Until we meet again my love

Michelle Amato always up to something January 18, 2013
I've known Ryan since he was 10yrs old..he loved to ride dirtbikes..make us laugh..and..well..get into trouble.. you always knew he was up to no good by the shit eating grin on his face...we miss him and know he is still smiling Close
Sean Sevetar Biggest Little Guy I Knew January 18, 2013
my good buddy is to my right, your left, what an incredible individual, u will be sorely missed. U always knew how to light up a room. Even where we met. I always kept a smile when u entered a room. everyone reading this CAN NOT argue, how your infectious personality put people at ease. You were the the biggest little guy I knew. Thats because u had the biggest heart there is. Until we speak again, Reast peacefully little buddy, and god bless the Slater family.....
Steven Crane Another friend in need January 18, 2013
I remember the time when Rab, Seth, Zeb and I put a car in the ditch. You and Kyle came up to pull us out in a blizzard. After over an hour and a half of trying we finally got it out while Rab got launched across the road. I don't think I've seen you laugh that hard. You are missed Slater. RIP.
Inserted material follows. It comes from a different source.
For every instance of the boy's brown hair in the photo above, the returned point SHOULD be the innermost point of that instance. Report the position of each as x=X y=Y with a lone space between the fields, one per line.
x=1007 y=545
Josh Rabideau Friends in need January 18, 2013
I remember when I got in a car accident on the way to a homecoming football game a week after I got my license, the news got to the school and you, Crane and Good all jumped in your truck and made it to me in five minutes, when the cops wouldn't let any of you see me you all got in trouble for telling the cops to fuck off... just one of the crazy times we all had.